The ’94 King Of The Ring was the first official PPV of Diesel and the Hitman. The match was touted as being Champion versus Champion, as at the time Diesel was the Intercontinental Champion, and Hart the WWF Champion. Only Bret’s Title was on the line. To attempt to counteract Shawn Michaels being in the corner of Diesel, Bret brought Jim “the Anvil” Neidhart to be in his corner. The encounter was hard-hitting, with Diesel using his size and power to try and put away the Hitman. The match ended with no clear-cut winner, after Neidhart attacked Diesel and the referee called for the DQ.
By the end of 1994, Bret Hart had lost the WWF Championship to Bob Backlund at Survivor Series, and Diesel had split from his partnership with HBK. On Nov. 26th in Madison Square Garden, Diesel defeated Backlund in a record 8 seconds to win the WWF Championship! Soon, a match was set between Hart and Diesel for the Title at the 1995 Royal Rumble, which once again saw no clear-decisive winner after interference from Shawn Michaels, Owen Hart, Jeff Jarrett, the Roadie, and Bob Backlund!
1995 saw Diesel reign supreme as WWF Champion, turning back challenges from Shawn Michaels, Sycho Sid, King Mable, Yokozuna, Owen Hart, and the British Bulldog. Meanwhile, Bret would face off with opponents the likes of Jerry “the King” Lawler, Hakushi, Jean Pierre-Lafitte, and Isaac Yankem. When the 1995 Survivor Series rolled around, Bret Hart once again found himself in the spot of the challenger, attempting to dethrone Diesel. To make things more interesting this time around, the match was made No-Disqualification. This match is widely regarded as the best of the Bret/Diesel series, and I completely agree. Bret was able to be more aggressive than what fans were used to seeing from him, and the spot when Diesel sent Hart through the announce table still looks awesome! When it was all said and done, we finally had a decisive winner after Bret caught Diesel in a small package pinfall victory and gained his 3rd WWF Championship!

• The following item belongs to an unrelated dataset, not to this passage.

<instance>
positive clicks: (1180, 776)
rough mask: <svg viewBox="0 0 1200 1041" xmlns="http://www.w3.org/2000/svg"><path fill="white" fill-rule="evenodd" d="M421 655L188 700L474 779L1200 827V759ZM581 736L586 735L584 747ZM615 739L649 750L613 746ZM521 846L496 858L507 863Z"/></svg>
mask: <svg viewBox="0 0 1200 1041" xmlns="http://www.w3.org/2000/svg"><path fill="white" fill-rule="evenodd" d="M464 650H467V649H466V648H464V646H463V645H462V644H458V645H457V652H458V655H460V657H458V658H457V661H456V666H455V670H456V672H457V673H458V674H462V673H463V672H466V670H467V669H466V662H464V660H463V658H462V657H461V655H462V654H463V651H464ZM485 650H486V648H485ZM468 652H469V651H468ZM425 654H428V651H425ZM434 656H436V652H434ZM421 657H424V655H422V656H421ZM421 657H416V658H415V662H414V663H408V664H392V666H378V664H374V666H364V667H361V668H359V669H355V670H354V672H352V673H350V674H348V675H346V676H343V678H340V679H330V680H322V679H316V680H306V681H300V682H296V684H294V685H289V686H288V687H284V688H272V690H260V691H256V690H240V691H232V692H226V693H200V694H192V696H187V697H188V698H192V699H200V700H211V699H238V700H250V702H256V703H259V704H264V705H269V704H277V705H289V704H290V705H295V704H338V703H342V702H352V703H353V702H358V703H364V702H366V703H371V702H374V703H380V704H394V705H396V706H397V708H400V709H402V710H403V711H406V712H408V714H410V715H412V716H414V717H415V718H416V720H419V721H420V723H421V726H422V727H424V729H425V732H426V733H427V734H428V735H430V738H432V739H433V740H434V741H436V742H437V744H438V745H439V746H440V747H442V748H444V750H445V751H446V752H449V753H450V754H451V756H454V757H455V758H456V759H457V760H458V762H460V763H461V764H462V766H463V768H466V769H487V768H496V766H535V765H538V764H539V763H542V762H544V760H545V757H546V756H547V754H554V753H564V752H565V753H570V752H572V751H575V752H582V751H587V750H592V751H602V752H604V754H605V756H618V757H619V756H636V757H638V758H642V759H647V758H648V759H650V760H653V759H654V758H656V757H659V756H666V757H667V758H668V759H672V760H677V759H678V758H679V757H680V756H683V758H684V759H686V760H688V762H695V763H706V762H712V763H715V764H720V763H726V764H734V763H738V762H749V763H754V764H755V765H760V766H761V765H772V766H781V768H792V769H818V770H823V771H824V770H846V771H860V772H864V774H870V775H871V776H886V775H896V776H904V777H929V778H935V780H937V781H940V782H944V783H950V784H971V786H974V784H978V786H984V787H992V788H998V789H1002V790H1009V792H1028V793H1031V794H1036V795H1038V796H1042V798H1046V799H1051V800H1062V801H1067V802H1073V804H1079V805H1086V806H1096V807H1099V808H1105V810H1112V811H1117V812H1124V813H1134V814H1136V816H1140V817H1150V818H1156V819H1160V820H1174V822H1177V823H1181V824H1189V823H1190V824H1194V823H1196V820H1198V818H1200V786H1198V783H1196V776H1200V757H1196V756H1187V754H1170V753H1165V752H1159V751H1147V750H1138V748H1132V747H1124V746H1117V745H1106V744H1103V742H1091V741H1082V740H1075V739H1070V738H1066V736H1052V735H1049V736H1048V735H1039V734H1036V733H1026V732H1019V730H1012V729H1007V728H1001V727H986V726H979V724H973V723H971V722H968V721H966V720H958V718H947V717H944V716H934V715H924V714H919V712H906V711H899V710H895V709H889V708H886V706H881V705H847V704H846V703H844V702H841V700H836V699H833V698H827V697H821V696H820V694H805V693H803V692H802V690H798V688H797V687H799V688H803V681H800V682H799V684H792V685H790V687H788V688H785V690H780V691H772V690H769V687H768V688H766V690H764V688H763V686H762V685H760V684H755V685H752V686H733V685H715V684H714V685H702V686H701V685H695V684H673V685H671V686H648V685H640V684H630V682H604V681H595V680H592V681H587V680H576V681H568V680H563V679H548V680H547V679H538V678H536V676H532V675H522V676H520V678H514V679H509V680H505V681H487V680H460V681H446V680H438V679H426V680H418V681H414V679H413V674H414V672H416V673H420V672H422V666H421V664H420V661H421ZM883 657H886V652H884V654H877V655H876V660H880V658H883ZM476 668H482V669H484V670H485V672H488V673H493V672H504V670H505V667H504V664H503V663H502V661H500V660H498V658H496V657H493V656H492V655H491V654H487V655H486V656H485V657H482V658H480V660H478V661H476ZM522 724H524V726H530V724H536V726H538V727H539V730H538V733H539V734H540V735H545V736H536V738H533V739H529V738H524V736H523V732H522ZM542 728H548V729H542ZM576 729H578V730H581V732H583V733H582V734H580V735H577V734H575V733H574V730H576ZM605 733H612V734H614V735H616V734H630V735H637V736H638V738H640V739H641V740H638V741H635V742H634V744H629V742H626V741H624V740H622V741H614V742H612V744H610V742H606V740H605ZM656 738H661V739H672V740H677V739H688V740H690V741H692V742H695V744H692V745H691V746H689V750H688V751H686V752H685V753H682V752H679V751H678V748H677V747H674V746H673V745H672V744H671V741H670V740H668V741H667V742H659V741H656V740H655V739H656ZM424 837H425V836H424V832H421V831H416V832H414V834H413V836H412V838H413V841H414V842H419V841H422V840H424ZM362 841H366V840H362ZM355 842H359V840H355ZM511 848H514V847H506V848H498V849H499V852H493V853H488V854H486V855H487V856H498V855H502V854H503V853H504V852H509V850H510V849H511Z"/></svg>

The next time these two would face off with the World Wrestling Federation Championship at stake, it would be in February 1996 at In Your House: Rage In a Cage, where the two would be inside the old-fashioned blue-bar cage. As it looked as though Big Daddy Cool was going to win the match and become WWF Champion once again, the Undertaker made his presence known, coming up through the ring and pulling Diesel down to the underworld with him, payback for when Diesel cost him his chance to be WWF Champion a month earlier at the Royal Rumble. This would be the final PPV encounter between Bret Hart and Diesel, as Hart would take an 8-month break from the WWF after WrestleMania XII, and Diesel would head back to WCW with Scott Hall to form a little group known as the nWo.
The main reason I love this feud is the simplicity of it. It wasn’t like today where a feud is rushed through multiple months, with both guys involved trading wins back and forth between them, including trading the Title. It was a slow burn. The way they had two screwy endings to their first couple PPV matches made the Survivor Series ’95 matchup that much more special. I love the way Diesel’s character was in different places for each match. For the KOTR ’94 match, it was clearly Diesel as the bad guy, Bret as the good guy. Then at Rumble ’95, both were in the position of good guy. When Survivor Series happened, Diesel was becoming a tweener, while Bret was still the aggressive good guy. Then at In Your House in 96, Diesel was back to clearly being the bad guy again, coming full circle.